One major limitation of culture-independent microbiome profiling approaches is that current sequencing technologies have a finite sequencing yield (that is, it is not possible to sequence the entirety of the sample), so the resulting read count only represents a fixed, random portion of the diversity within the sample. Hence, the prevalence of specific species within the microbiome has, until now, been mostly evaluated as relative abundances that are determined from the sequencing output. This technical limitation requires a unique statistical approach, making use of methods that are appropriate for compositional-type data2 (that is, that represent relative proportions instead of absolute values). To address this issue, new techniques to approximate absolute numbers of bacterial counts within samples have been applied to different input materials, such as the spiking of a controlled amount of exogenous bacteria into mice stool samples3 or combining 16S ribosomal RNA (rRNA) sequencing with flow cytometry to quantify taxon abundances in environmental samples4. Yet, determining absolute abundances has remained a challenge in human microbiome research.

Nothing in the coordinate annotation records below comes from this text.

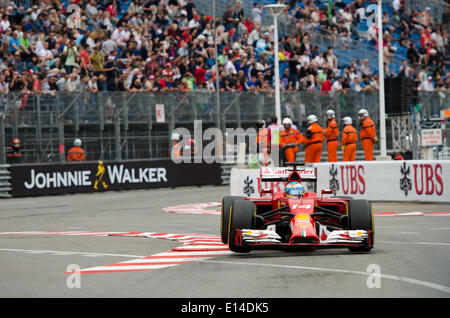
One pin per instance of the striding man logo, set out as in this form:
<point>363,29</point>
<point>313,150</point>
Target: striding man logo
<point>99,176</point>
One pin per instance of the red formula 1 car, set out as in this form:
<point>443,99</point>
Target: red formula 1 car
<point>309,221</point>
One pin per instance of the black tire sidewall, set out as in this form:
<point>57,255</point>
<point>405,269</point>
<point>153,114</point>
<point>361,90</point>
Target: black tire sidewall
<point>242,216</point>
<point>227,202</point>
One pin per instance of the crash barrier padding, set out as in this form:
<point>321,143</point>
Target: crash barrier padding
<point>409,180</point>
<point>96,176</point>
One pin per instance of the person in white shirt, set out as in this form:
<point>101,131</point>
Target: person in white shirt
<point>305,60</point>
<point>427,86</point>
<point>337,86</point>
<point>229,66</point>
<point>257,12</point>
<point>5,23</point>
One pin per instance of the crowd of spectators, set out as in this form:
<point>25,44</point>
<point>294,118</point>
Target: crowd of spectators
<point>167,45</point>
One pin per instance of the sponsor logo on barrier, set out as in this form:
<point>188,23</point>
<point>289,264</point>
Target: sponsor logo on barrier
<point>248,186</point>
<point>405,181</point>
<point>117,174</point>
<point>48,180</point>
<point>430,180</point>
<point>427,179</point>
<point>44,179</point>
<point>352,179</point>
<point>334,181</point>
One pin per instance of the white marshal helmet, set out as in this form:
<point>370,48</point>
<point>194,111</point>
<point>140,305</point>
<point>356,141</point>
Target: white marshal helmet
<point>311,119</point>
<point>363,112</point>
<point>287,121</point>
<point>330,113</point>
<point>347,120</point>
<point>175,137</point>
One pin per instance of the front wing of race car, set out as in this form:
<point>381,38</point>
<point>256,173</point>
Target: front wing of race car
<point>335,239</point>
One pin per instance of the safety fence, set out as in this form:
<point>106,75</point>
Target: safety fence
<point>138,125</point>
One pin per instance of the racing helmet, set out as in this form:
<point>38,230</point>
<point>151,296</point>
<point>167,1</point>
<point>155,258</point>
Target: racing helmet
<point>175,137</point>
<point>330,114</point>
<point>261,123</point>
<point>287,121</point>
<point>363,112</point>
<point>311,119</point>
<point>294,189</point>
<point>347,120</point>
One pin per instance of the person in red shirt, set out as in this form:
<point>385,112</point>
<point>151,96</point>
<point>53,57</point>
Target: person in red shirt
<point>84,58</point>
<point>326,86</point>
<point>200,73</point>
<point>14,154</point>
<point>76,153</point>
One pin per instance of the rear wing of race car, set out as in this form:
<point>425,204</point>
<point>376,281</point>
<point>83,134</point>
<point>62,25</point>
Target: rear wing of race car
<point>294,172</point>
<point>280,174</point>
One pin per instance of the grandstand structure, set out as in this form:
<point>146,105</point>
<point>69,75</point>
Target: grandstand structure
<point>125,125</point>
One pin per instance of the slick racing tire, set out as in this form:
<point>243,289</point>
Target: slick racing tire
<point>242,216</point>
<point>227,202</point>
<point>361,218</point>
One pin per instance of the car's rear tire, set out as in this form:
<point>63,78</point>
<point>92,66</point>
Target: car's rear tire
<point>227,202</point>
<point>242,216</point>
<point>361,218</point>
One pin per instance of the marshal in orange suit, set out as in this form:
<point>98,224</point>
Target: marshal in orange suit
<point>313,140</point>
<point>331,133</point>
<point>290,139</point>
<point>367,134</point>
<point>348,140</point>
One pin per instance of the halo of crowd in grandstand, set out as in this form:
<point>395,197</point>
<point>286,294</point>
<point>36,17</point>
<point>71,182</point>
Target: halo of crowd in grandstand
<point>166,45</point>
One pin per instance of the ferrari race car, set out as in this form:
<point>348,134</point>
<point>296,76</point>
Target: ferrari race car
<point>306,221</point>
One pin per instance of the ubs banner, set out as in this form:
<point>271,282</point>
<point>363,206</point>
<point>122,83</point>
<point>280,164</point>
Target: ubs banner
<point>46,179</point>
<point>427,181</point>
<point>388,180</point>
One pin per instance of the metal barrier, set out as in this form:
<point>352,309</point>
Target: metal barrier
<point>5,182</point>
<point>121,126</point>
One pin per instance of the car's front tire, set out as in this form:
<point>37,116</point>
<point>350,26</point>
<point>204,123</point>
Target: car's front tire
<point>242,216</point>
<point>361,218</point>
<point>227,202</point>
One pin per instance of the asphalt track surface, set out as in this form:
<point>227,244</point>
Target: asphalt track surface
<point>411,254</point>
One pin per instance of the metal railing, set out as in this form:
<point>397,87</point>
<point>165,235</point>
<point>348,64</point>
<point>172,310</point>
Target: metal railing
<point>117,126</point>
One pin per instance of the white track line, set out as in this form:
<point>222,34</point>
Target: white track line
<point>443,288</point>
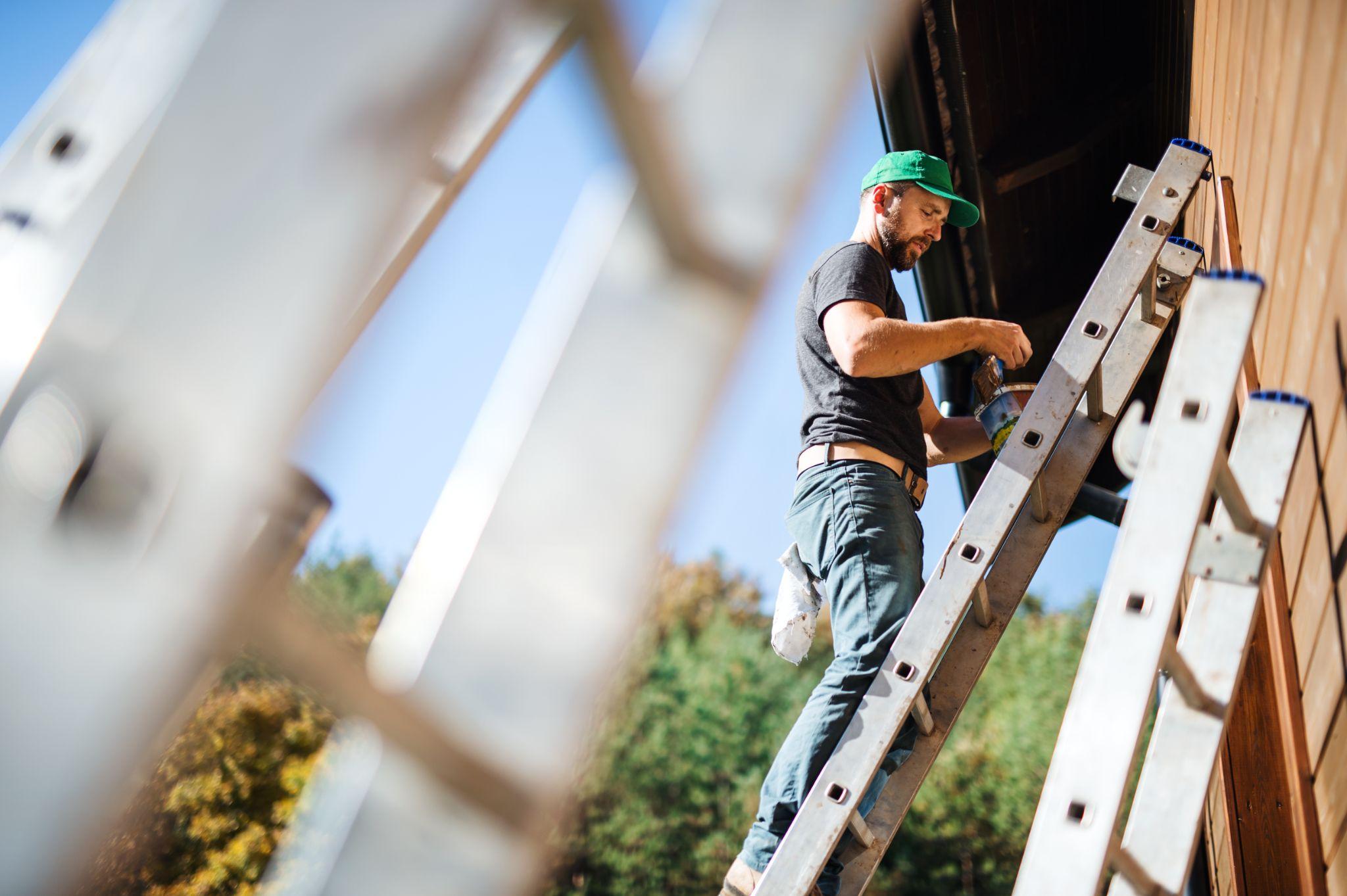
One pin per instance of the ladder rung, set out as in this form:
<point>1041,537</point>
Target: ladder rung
<point>1136,876</point>
<point>1094,396</point>
<point>861,830</point>
<point>921,715</point>
<point>1233,497</point>
<point>1037,504</point>
<point>981,604</point>
<point>1186,680</point>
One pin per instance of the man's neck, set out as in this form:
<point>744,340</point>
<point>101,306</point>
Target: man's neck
<point>865,232</point>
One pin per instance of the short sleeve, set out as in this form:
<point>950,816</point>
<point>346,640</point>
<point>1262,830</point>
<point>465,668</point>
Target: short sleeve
<point>856,271</point>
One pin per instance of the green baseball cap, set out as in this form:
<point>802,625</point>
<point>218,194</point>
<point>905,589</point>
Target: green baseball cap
<point>929,171</point>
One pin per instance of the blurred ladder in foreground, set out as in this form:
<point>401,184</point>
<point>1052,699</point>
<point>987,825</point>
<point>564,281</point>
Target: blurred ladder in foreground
<point>195,273</point>
<point>1005,532</point>
<point>1163,540</point>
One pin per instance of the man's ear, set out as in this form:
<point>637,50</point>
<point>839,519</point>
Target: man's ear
<point>880,198</point>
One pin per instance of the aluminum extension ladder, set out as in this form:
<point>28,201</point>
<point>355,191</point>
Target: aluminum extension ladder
<point>1005,532</point>
<point>191,247</point>
<point>1162,541</point>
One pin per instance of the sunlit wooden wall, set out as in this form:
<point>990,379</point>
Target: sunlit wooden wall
<point>1269,96</point>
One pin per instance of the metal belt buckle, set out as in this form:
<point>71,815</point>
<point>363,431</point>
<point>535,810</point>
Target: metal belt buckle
<point>919,486</point>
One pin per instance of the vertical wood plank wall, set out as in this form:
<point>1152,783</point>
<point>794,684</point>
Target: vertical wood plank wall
<point>1269,97</point>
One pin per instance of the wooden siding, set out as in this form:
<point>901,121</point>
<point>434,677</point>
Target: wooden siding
<point>1269,87</point>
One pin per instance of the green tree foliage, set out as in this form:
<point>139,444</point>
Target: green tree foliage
<point>672,785</point>
<point>220,798</point>
<point>675,778</point>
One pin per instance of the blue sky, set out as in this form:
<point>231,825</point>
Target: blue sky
<point>387,429</point>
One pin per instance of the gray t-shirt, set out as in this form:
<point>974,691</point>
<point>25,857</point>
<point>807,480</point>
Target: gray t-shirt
<point>879,411</point>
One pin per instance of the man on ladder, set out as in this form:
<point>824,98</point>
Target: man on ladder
<point>871,428</point>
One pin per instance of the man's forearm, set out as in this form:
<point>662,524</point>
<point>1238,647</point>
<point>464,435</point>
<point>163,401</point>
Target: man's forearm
<point>956,439</point>
<point>891,348</point>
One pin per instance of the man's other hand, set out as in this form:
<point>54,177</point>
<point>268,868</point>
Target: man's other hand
<point>1005,341</point>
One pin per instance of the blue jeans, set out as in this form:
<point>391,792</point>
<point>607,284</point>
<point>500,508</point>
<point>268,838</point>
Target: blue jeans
<point>857,531</point>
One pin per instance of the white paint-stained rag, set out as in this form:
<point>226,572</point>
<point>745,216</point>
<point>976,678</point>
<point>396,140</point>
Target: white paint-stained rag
<point>798,601</point>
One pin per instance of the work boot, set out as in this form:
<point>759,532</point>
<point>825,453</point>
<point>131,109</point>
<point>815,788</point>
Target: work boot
<point>743,880</point>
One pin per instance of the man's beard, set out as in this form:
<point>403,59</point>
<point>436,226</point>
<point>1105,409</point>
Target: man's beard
<point>902,253</point>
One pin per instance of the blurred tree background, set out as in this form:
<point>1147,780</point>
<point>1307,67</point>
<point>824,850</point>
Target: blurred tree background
<point>675,771</point>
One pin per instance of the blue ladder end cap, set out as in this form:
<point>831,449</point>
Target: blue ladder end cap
<point>1281,397</point>
<point>1191,145</point>
<point>1225,273</point>
<point>1187,244</point>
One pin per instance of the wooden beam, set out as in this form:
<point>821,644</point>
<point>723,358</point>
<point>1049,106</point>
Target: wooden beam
<point>1275,828</point>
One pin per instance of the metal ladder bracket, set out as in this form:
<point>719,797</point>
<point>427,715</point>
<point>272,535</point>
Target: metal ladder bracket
<point>1226,555</point>
<point>1133,183</point>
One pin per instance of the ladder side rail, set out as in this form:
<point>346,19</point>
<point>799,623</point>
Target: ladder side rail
<point>190,341</point>
<point>522,51</point>
<point>938,611</point>
<point>1162,834</point>
<point>1070,843</point>
<point>1024,550</point>
<point>64,167</point>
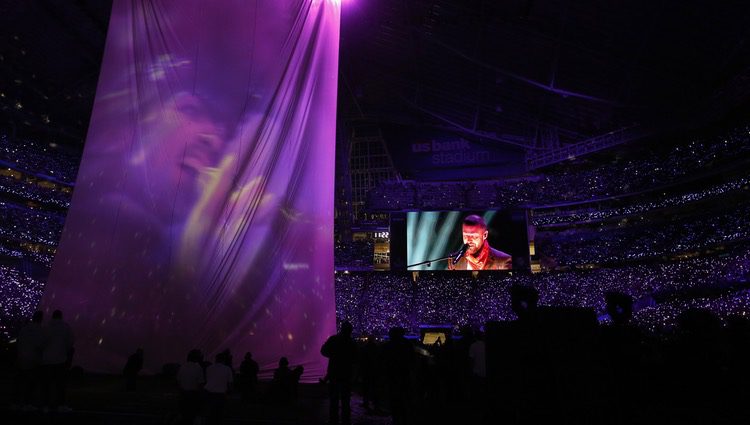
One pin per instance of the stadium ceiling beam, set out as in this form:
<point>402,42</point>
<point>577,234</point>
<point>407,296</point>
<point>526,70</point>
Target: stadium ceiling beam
<point>613,138</point>
<point>476,133</point>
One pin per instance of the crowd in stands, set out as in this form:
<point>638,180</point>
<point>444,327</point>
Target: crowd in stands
<point>643,239</point>
<point>30,225</point>
<point>541,364</point>
<point>29,189</point>
<point>570,183</point>
<point>20,295</point>
<point>355,255</point>
<point>375,302</point>
<point>40,159</point>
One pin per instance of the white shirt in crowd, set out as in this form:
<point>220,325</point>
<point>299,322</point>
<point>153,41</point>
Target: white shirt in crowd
<point>190,376</point>
<point>218,378</point>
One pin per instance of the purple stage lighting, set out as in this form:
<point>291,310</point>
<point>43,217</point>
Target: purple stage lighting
<point>203,211</point>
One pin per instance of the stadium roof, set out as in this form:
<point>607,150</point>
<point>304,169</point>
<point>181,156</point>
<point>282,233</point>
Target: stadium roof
<point>540,75</point>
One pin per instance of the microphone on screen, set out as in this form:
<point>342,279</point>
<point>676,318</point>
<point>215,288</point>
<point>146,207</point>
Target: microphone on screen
<point>460,253</point>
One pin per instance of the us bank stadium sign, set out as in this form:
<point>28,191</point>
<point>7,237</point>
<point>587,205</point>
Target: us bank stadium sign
<point>452,152</point>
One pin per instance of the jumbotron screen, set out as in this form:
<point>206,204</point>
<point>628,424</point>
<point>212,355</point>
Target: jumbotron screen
<point>460,240</point>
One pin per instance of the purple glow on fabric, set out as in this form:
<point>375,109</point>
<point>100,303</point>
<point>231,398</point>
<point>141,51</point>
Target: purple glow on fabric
<point>203,211</point>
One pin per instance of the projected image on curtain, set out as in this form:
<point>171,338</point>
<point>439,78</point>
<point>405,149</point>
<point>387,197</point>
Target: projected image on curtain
<point>485,240</point>
<point>202,216</point>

Now, Vandeputte et al.5 have developed a new flow cytometry-based approach to quantify microbial abundances in faecal material, which they termed 'Quantitative Microbiome Profiling' (QMP), and applied it to investigate a cohort of individuals with Crohn's disease (a type of inflammatory bowel disease) and healthy individuals. Their workflow consisted of combining flow cytometric bacterial cell counts with the amplification and sequencing of the 16S rRNA gene. Generated data was then normalized for sequencing depth and for differences in the number of 16S rRNA gene copies between bacterial species. Using this innovative approach, the authors showed that total microbial abundances vary substantially between individuals (up to tenfold differences) and that this variation is also associated with host status. They found that absolute microbial counts were three times lower in individuals with Crohn's disease, most of whom were colonized by a newly discovered enterotype of Bacteroides sp. that was present at a low cell count. Surprisingly, the authors also observed that total microbial population sizes fluctuated substantially from day to day and differed by up to fivefold over the course of a week, even within healthy individuals.
These results represent an important proof of concept with key implications for future 'omics'-based research. The next crucial steps towards widespread adoption involve extending these approaches from amplicon-based studies (for example, on the 16S rRNA gene) to shotgun metagenomics methods and scaling up to analyse hundreds and thousands of samples. However, introducing additional stages during sample processing and storage might pose new technical challenges that must be overcome. The design of future microbiome studies will likely be adapted according to the sample size and the specific biological question that is being addressed, with large-scale exploratory analysis starting with approaches that measure relative abundances of bacteria within a sample and then progressing to quantitative assessment of sub-cohorts of interest by employing innovative microbiome-quantification techniques.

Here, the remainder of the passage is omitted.